Maia quer transformar a imagem urbana do concelho com novas delimitações de ARU

Foto de Arquivo_CM Maia

A Câmara Municipal da Maia levou a cabo esta terça-feira, dia 6, no Salão Nobre dos Paços do Concelho, uma sessão de esclarecimento sobre os projetos em curso e ainda sobre os projetos já finalizados das novas Áreas de Reabilitação Urbana (ARU), levadas a cabo nos anos de 2021 e de 2022, no âmbito da Estratégia Municipal de Reabilitação Urbana do Concelho.

Dando continuidade à Estratégia Municipal de Reabilitação Urbana adotada e consolidando a sua política de estímulo à reabilitação urbana, a Câmara Municipal da Maia decidiu proceder à delimitação de seis novas áreas de reabilitação urbana (ARU) no Concelho: ARU da Expansão da Cidade; ARU de Vila Nova da Telha; ARU de Nogueira; ARU de Milheirós; ARU Central de Folgosa e S. Pedro Fins e ARU de S. Pedro Fins. O município definiu também Operações de Reabilitação Urbana (ORU) simples.

Estas delimitações possibilitam que as reabilitações de prédios tenham benefícios fiscais consideráveis para os promotores das intervenções.

O presidente da Câmara da Maia aproveitou para sublinhar na ocasião que “a Maia elege a reabilitação urbana como um dos vetores catalisadores de novas dinâmicas urbanísticas, económicas, sociais e culturais no quadro da sua política urbana”.

Para o efeito, acrescentou Silva Tiago, “definiu e tem vindo a aprofundar uma estratégia própria de reabilitação urbana, assente numa visão integrada dos vários domínios de intervenção e estruturada pelos principais aglomerados urbanos do concelho e num conjunto integrado de ações, que contribuirão, a médio e longo prazo, para a valorização e revitalização do território”.

Esta estratégia deverá traduzir-se “numa imagem urbana mais qualificada e num ambiente urbano com melhores condições habitacionais e urbanísticas, mais vivenciado e reconhecido pela população e apto a responder às necessidades do tecido económico e empresarial”, afirmou Silva Tiago.

Para além da delimitação das seis ARU, o Município da Maia definiu Operações de Reabilitação Urbana (ORU) simples, através da elaboração dos seus instrumentos de programação, designados de Estratégia de Reabilitação Urbana (ERU).

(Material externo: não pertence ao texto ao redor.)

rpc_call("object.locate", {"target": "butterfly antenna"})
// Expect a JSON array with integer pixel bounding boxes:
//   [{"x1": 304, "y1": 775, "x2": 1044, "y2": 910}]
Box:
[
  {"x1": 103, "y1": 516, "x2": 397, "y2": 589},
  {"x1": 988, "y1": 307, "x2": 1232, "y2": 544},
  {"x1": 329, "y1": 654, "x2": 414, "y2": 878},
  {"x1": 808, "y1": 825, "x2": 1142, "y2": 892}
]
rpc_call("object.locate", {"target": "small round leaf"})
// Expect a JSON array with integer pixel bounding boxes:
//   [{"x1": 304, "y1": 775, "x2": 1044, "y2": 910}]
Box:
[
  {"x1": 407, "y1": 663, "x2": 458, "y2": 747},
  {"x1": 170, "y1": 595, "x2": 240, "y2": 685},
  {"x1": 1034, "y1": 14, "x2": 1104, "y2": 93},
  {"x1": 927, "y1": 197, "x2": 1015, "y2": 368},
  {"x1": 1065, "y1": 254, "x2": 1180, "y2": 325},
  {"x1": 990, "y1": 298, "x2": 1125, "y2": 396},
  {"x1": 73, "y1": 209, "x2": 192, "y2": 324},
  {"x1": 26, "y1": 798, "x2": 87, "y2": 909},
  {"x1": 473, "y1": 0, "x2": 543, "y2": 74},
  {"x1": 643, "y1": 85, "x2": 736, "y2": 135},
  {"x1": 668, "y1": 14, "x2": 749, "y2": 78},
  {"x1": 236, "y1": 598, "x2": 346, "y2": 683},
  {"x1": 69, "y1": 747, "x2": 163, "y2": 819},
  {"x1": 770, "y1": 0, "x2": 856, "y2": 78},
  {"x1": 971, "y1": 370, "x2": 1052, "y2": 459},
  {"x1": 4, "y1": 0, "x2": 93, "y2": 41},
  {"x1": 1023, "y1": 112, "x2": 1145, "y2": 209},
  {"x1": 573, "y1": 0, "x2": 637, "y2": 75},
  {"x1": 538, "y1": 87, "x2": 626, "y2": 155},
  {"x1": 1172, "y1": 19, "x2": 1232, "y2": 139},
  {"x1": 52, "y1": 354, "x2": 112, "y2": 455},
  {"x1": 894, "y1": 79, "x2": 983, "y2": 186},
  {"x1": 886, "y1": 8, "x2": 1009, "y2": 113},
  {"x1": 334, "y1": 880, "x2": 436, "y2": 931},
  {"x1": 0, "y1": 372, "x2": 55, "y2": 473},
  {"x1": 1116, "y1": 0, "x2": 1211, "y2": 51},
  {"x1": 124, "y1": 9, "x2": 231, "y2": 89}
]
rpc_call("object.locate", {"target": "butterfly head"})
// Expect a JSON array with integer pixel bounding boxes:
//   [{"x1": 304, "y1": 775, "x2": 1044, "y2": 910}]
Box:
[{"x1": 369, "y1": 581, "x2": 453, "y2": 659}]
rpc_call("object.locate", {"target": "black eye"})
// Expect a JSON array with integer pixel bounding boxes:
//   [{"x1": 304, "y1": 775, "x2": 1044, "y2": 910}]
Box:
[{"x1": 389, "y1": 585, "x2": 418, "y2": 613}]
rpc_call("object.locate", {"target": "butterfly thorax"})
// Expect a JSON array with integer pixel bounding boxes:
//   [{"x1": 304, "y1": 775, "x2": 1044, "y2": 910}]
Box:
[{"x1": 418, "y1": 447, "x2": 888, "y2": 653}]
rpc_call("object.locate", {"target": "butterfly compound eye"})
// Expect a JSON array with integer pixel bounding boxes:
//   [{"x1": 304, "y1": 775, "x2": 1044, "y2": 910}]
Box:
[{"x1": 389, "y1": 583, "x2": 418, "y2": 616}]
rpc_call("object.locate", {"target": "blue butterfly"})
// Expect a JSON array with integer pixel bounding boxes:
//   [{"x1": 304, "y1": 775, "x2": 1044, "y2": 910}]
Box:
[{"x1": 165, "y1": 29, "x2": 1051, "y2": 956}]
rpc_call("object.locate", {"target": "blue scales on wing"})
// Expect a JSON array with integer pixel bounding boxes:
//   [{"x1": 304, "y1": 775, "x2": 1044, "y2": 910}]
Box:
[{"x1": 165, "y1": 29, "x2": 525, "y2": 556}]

A delimitação das novas ARU e a definição das correspondentes ORU simples, através do instrumento próprio estabelecido para o efeito (ERU), tem como enquadramento legal o Regime Jurídico da Reabilitação Urbana (RJRU), aprovado pelo Decreto-Lei n.º 307/2009, de 23 de outubro, na sua atual redação.
Na sessão participou também uma equipa de técnicos do Município e outras entidades, que falaram sobre os benefícios fiscais para a reabilitação urbana, a mobilidade sustentável e a melhoria do espaço público.

De acordo com o Regime Jurídico da Reabilitação Urbana, a delimitação de uma ARU obriga à definição, por parte do Município, dos benefícios fiscais associados aos impostos municipais sobre o património, nomeadamente o imposto municipal sobre imóveis (IMI) e o imposto municipal sobre as transmissões onerosas de imóveis (IMT).

Os prédios urbanos ou frações autónomas, concluídos há mais de 30 anos ou localizados em ARU, podem beneficiar de isenção de IMI por um período de três e isenção do IMT nas aquisições de imóveis destinados a intervenções de reabilitação.
Os proprietários e titulares podem, ainda, beneficiar de outros direitos, ónus e encargos sobre os edifícios (ou frações) localizados em ARU, nomeadamente taxa reduzida de IVA e dedução do IRS até determinado valor.